As already described in the introduction, leaders of SMEs are, in general, exposed to high levels of stress. The current COVID-19 pandemic raised the work-related stress level even more (Hayes et al., 2020). Therefore, it is highly valuable to support these leaders with an appropriate stress management training. As there exists a wide range of offers, it is also of value to proof the effectiveness of such a training. A worthwhile training should lead not only to improved short-term, but also to improved long-term outcomes. Thus, KMU-GO aims at closing a relevant gap by investigating this question.

One big strength of the introduced study design is its variety in outcomes measures. The impact of our intervention is going to be assessed subjectively with questionnaires, objectively with physiological measures and also through external assessment using questionnaires filled in by the employees.

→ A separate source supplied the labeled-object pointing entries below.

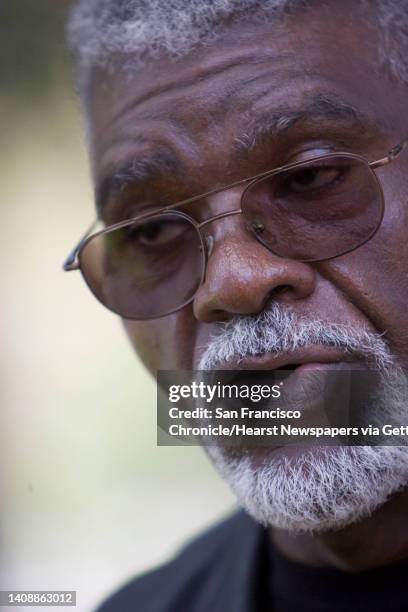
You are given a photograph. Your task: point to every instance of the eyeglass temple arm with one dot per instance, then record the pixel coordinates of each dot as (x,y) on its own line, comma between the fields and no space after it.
(71,262)
(393,154)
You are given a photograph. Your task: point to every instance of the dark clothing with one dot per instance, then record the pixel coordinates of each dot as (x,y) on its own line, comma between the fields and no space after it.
(233,568)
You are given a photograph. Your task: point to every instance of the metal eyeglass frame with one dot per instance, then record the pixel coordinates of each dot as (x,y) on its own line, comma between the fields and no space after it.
(73,261)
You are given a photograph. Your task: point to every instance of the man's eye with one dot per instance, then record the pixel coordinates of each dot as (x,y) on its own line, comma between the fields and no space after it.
(313,178)
(156,233)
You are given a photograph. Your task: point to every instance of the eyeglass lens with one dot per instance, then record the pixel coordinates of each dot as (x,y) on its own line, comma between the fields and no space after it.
(318,210)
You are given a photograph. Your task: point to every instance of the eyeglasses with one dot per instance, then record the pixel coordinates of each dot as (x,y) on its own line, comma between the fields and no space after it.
(153,265)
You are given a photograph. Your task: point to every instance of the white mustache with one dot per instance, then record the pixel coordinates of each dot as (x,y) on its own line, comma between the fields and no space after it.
(279,330)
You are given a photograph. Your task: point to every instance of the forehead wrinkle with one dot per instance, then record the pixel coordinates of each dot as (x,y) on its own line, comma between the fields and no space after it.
(203,72)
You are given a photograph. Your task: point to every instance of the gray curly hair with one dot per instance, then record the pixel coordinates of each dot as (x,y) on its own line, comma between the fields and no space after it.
(99,30)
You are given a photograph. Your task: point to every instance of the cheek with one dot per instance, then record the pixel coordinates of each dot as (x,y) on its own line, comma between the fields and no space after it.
(167,343)
(375,277)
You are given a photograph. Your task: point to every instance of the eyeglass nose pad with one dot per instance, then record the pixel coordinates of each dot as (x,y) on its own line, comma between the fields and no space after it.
(209,241)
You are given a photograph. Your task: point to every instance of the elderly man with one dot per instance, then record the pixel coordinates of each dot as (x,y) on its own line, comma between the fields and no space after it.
(250,175)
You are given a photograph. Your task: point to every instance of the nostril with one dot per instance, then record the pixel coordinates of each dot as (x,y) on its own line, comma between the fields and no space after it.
(277,291)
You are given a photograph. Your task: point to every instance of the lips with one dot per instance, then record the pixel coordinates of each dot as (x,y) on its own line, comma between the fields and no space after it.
(305,358)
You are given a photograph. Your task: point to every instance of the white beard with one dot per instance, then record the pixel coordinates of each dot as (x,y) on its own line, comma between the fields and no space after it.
(323,488)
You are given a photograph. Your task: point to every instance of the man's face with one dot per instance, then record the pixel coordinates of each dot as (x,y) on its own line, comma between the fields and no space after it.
(262,96)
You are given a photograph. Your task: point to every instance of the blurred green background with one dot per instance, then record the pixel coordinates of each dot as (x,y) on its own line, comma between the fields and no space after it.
(87,498)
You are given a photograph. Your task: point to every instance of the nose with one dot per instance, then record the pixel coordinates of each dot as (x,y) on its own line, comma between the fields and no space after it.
(242,275)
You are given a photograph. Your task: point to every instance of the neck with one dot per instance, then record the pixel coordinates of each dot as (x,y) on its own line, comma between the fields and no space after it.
(377,541)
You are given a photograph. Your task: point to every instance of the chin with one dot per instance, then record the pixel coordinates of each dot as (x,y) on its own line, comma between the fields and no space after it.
(312,489)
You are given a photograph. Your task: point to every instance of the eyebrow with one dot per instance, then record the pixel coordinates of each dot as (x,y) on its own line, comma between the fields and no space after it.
(319,108)
(158,164)
(152,166)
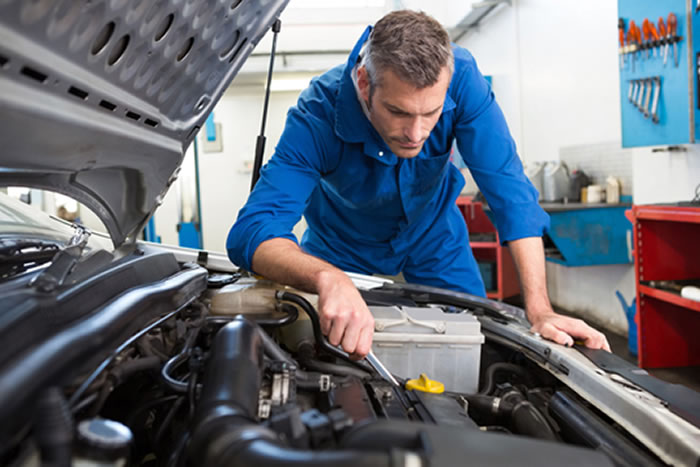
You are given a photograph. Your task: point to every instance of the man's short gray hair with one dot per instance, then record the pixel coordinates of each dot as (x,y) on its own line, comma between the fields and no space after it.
(411,44)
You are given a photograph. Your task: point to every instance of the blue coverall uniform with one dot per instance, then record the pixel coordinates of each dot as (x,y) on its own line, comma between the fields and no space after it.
(369,211)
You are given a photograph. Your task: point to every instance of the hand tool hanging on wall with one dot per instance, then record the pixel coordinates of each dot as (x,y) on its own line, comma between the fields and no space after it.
(642,91)
(621,29)
(663,34)
(630,91)
(637,39)
(647,98)
(631,37)
(655,104)
(646,29)
(655,37)
(672,30)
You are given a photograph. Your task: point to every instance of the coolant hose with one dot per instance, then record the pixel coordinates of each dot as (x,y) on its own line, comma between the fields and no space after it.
(316,325)
(226,431)
(305,379)
(490,377)
(53,429)
(526,418)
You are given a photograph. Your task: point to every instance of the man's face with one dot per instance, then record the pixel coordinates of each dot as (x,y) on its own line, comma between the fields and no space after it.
(402,114)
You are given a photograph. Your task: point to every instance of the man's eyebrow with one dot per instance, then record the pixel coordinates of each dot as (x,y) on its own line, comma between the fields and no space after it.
(393,108)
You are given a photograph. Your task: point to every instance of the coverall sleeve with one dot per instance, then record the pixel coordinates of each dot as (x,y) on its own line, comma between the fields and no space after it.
(285,185)
(489,152)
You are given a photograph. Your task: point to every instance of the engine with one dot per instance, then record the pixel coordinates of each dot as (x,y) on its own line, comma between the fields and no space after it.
(244,377)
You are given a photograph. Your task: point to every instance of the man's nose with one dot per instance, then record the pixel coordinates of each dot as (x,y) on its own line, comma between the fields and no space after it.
(414,130)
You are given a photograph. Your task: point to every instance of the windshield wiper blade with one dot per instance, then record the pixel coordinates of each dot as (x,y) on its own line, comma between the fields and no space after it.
(63,262)
(17,256)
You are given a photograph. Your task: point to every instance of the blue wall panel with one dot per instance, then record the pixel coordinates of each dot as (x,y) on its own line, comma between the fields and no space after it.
(674,101)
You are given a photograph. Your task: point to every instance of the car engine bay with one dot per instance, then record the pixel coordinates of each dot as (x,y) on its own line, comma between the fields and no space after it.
(246,378)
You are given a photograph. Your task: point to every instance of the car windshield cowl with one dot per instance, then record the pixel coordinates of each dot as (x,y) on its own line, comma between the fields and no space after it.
(18,256)
(63,262)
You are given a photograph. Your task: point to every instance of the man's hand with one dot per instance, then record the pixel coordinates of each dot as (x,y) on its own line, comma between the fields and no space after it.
(563,330)
(344,315)
(345,318)
(528,254)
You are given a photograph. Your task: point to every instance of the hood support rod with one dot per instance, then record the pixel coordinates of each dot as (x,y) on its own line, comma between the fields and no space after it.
(260,142)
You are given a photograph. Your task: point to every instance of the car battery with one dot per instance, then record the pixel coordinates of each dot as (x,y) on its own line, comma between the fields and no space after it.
(444,346)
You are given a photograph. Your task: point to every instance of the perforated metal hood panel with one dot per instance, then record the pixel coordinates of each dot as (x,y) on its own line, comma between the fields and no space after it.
(100,99)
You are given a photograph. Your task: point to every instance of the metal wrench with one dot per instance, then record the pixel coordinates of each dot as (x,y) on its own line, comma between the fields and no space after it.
(381,369)
(629,93)
(655,104)
(640,97)
(647,98)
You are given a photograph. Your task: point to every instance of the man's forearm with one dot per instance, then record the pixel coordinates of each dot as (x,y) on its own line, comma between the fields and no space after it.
(281,260)
(528,254)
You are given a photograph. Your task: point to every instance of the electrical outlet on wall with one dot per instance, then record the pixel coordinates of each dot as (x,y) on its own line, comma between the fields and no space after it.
(212,141)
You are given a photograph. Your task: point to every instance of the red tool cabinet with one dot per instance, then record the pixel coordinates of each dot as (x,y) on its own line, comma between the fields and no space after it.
(487,248)
(666,248)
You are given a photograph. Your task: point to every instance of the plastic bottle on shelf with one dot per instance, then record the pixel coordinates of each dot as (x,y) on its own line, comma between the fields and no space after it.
(612,190)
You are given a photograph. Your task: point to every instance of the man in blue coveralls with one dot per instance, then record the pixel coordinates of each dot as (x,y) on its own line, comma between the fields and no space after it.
(365,158)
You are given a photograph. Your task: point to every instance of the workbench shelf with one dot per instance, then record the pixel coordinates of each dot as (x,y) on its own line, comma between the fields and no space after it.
(669,297)
(500,273)
(667,248)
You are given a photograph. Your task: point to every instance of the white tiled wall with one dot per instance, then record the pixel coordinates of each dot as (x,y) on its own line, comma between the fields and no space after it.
(601,160)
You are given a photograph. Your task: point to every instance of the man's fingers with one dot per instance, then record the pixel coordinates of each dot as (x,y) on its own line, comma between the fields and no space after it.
(338,325)
(351,335)
(364,343)
(551,332)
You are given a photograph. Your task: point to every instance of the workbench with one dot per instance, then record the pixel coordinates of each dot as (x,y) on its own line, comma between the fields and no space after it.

This inclusion of employees of participating leaders is an innovative extension of the original MAN-GO study. Likewise, the qualitative method chosen offers a new approach since a systematic review calls for the expansion of the primarily used quantitative methodology in organizational stress research [79]. A qualitative explanatory perspective might be able to foster the understanding of the origin and development of leaders‘and employees‘relationship and its link to the experience of stress [79]. Despite the study’s innovative character on the employee focus, the inclusion of employees and their participation might face recruitment and retention challenges [80] as well as general response challenges (e.g., Halbesleben & Whitman, 2013; Nesterkind & Ganster, 2012). In order to capture indirect effects of the intervention, employees need to be surveyed at three measurement time points, without taking part in the intervention themselves. Therefore, we are going to take precautions and actions to keep the number of employees participating as high as possible:

  • Conducting employee interviews prior to the start of the study itself, exploring circumstances for employee surveys in SME needed to increase feasibility, motivation and participation.

  • Ensuring transparency and access to study information as well as a contact person since the assurance of confidentiality is considered a prerequisite for participation.

  • Promoting the active support of participating leaders by providing a manual on how and when to advertise the study in a positive light and thereby enhancing the acceptance in their organizations.

  • Keeping participating leaders and employees in the loop by communicating next steps.

  • Providing team incentives after the completion of the employee survey at T2.

This protocol has been drafted in accordance with the SPIRIT guidelines (see Table 1 in Appendix [81]).